Common Struggles for Students
Depending on your injury and where you are in the recovery process, you will likely perform at a different level than before your injury. You may notice new challenges with learning and studying that you didn’t have before. Many students have trouble:
- Paying attention
- Staying organized
- Making decisions
- Managing their time
- Learning and remembering new information
- Staying focused
Students who experienced trauma may face triggers when going back to school. For instance, some people may find it hard to sit in confined spaces, such as a classroom, while others may feel claustrophobic or overwhelmed in large groups of people or crowds. The authoritative nature of teachers and administrators may even be intimidating or daunting.
If you’ve experienced any of these challenges, the tips can help you manage these symptoms:
- Participate in therapy - Starting or continuing therapy, whether as an individual or in a group, using traditional or non-traditional methods may help with the transition.
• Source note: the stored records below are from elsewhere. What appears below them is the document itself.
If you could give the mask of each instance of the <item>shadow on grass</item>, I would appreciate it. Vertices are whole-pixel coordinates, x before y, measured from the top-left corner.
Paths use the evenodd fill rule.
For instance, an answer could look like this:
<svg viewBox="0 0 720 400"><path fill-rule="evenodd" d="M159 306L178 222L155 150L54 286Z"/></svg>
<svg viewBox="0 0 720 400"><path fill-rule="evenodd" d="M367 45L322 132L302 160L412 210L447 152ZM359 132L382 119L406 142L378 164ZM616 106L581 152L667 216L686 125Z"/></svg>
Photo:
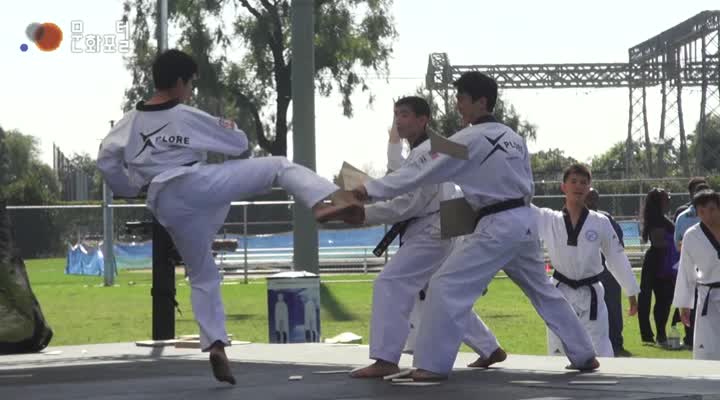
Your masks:
<svg viewBox="0 0 720 400"><path fill-rule="evenodd" d="M225 319L228 321L245 321L246 319L252 319L252 314L226 314Z"/></svg>
<svg viewBox="0 0 720 400"><path fill-rule="evenodd" d="M322 308L330 313L335 321L354 321L357 316L346 308L324 283L320 284L320 302Z"/></svg>

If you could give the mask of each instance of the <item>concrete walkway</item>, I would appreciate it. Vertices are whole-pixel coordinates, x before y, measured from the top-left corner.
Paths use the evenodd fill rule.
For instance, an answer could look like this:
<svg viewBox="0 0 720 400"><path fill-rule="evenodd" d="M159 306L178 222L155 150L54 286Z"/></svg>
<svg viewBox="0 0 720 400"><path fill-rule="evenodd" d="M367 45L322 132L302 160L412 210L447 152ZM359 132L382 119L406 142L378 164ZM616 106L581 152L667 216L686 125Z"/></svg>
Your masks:
<svg viewBox="0 0 720 400"><path fill-rule="evenodd" d="M461 353L450 380L408 387L356 380L367 346L246 344L228 348L236 386L212 379L196 349L147 348L133 343L50 347L37 354L0 356L0 399L703 399L720 400L720 362L601 359L601 369L578 374L562 357L511 354L489 370L464 366ZM411 358L403 356L402 366ZM300 380L289 380L302 376Z"/></svg>

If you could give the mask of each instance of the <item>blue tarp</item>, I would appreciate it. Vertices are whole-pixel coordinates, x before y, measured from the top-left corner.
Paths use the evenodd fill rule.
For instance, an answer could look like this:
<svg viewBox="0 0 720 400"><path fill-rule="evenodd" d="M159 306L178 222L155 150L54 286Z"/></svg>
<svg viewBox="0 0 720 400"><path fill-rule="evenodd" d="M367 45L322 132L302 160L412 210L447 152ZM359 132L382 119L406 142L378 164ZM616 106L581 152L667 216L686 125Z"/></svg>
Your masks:
<svg viewBox="0 0 720 400"><path fill-rule="evenodd" d="M115 243L113 249L118 269L152 268L152 241Z"/></svg>
<svg viewBox="0 0 720 400"><path fill-rule="evenodd" d="M76 244L68 249L65 273L69 275L103 275L103 254L100 249Z"/></svg>

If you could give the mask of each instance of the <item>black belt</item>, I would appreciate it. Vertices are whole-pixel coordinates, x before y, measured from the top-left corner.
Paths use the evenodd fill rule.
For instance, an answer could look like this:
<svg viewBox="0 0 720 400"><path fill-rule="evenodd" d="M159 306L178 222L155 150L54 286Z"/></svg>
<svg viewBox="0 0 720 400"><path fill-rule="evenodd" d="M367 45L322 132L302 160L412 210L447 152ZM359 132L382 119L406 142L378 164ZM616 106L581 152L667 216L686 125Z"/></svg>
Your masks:
<svg viewBox="0 0 720 400"><path fill-rule="evenodd" d="M709 300L710 300L710 293L712 293L712 290L713 290L713 289L720 288L720 282L701 283L701 285L708 287L708 292L707 292L707 295L705 295L705 301L703 302L702 313L700 314L700 315L702 315L702 316L704 317L704 316L707 315L708 302L709 302Z"/></svg>
<svg viewBox="0 0 720 400"><path fill-rule="evenodd" d="M590 288L590 321L597 320L598 299L597 292L595 291L593 284L600 282L601 277L602 273L599 273L595 276L591 276L590 278L580 279L576 281L561 274L557 270L553 272L553 278L555 278L555 280L559 282L558 285L560 285L560 283L564 283L575 290L580 289L583 286L587 286Z"/></svg>
<svg viewBox="0 0 720 400"><path fill-rule="evenodd" d="M485 206L478 210L477 217L475 218L475 224L477 225L477 223L480 222L482 218L487 217L488 215L497 214L499 212L512 210L513 208L520 207L525 207L525 198L523 197L518 199L505 200L499 203Z"/></svg>
<svg viewBox="0 0 720 400"><path fill-rule="evenodd" d="M185 164L183 164L182 166L183 166L183 167L192 167L193 165L195 165L195 164L197 164L197 163L198 163L197 160L196 160L196 161L190 161L189 163L185 163Z"/></svg>
<svg viewBox="0 0 720 400"><path fill-rule="evenodd" d="M405 233L405 230L407 229L408 225L410 225L410 222L414 221L416 218L410 218L405 221L396 222L393 224L392 227L390 227L390 230L385 233L385 236L383 236L382 239L380 239L380 243L375 246L373 249L373 254L375 254L375 257L380 257L385 253L385 250L387 250L388 246L390 246L390 243L395 240L395 238L400 235L400 245L402 246L402 235Z"/></svg>

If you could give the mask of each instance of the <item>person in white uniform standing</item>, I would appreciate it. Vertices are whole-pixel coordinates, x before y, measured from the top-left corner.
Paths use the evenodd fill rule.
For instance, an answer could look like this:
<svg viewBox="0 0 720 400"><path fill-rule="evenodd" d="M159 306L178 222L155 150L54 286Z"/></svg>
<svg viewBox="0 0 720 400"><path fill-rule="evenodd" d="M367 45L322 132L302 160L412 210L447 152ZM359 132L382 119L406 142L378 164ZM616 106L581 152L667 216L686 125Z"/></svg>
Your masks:
<svg viewBox="0 0 720 400"><path fill-rule="evenodd" d="M640 287L610 220L589 210L585 204L591 180L590 170L586 166L573 164L563 173L563 210L534 206L533 209L538 213L540 238L545 243L555 270L555 285L580 318L592 339L595 352L600 357L614 357L605 292L600 282L604 271L601 252L605 256L607 269L629 296L631 316L637 313L636 296L640 293ZM564 353L559 338L551 330L548 330L548 353Z"/></svg>
<svg viewBox="0 0 720 400"><path fill-rule="evenodd" d="M425 154L415 150L428 140L426 129L430 106L421 97L409 96L395 103L394 112L399 136L411 147L407 159L401 162L411 163ZM451 239L440 238L443 186L424 185L390 201L365 206L366 224L393 224L373 253L382 255L398 235L400 249L385 265L373 286L370 358L376 361L353 371L351 376L354 378L382 377L399 371L398 362L410 332L410 313L414 307L420 307L415 301L418 298L415 288L418 282L422 288L429 281L453 246ZM503 361L505 353L483 321L472 310L467 318L464 341L479 355L470 366L487 367ZM419 319L412 322L415 329L421 325Z"/></svg>
<svg viewBox="0 0 720 400"><path fill-rule="evenodd" d="M475 231L453 247L430 280L413 379L447 379L473 304L506 265L518 268L517 283L551 329L567 338L570 367L598 368L587 333L544 273L535 213L529 207L534 192L530 155L523 138L492 117L497 84L482 73L467 72L454 85L458 109L471 126L450 139L467 146L468 159L432 152L426 141L415 149L418 156L402 168L354 190L360 200L377 201L429 184L454 182L477 212ZM415 295L424 283L416 279L404 284ZM399 314L403 309L394 306L387 311L387 315Z"/></svg>
<svg viewBox="0 0 720 400"><path fill-rule="evenodd" d="M693 197L700 223L683 236L673 305L690 326L695 310L693 359L720 360L720 194L702 190ZM697 303L695 303L697 290Z"/></svg>
<svg viewBox="0 0 720 400"><path fill-rule="evenodd" d="M357 200L331 182L285 157L206 164L207 152L241 156L244 132L229 120L181 104L192 95L198 67L188 54L168 50L152 66L155 93L140 102L104 138L97 166L114 195L137 197L147 188L147 206L170 234L189 269L200 345L209 352L215 378L235 383L220 297L220 276L211 245L230 203L279 185L312 207L318 221L352 220ZM333 197L335 205L324 204ZM348 220L348 221L350 221Z"/></svg>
- Identify resources and support groups – There are several resources for service members and veterans returning to school with a TBI, including the Defense and Veterans Brain Injury Center (DVBIC) Back to School Guide to Academic Success After Traumatic Brain Injury.
- Take breaks - Sometimes you need to take a trip to the bathroom or step out and that’s OK. Be kind to yourself.
- Understand how TBI and PTSD affect you - No two injuries are the same. By learning as much as you can about your triggers you can successfully cope with the resulting anxiety.
- Communicate with your instructors - Recognize the support around you. Sometimes your teacher or professor can offer extra help or time whenever possible.
- Pace yourself - By breaking up your work into smaller, more manageable steps or pieces. If we think of all the work we have to do, we can start to feel overwhelmed and then it begins to feel impossible. One small thing at a time.
- Consider alternatives - Online learning is an excellent way to start back to school if you feel uncomfortable with larger settings.
Don’t Give Up!
Going to back to school is a big decision. As an adult learner, there are more distractions and responsibilities to balance on top of schoolwork. It takes tenacity to complete a college degree while coping with the effects of TBI and PTSD – we believe in you -- do not give up!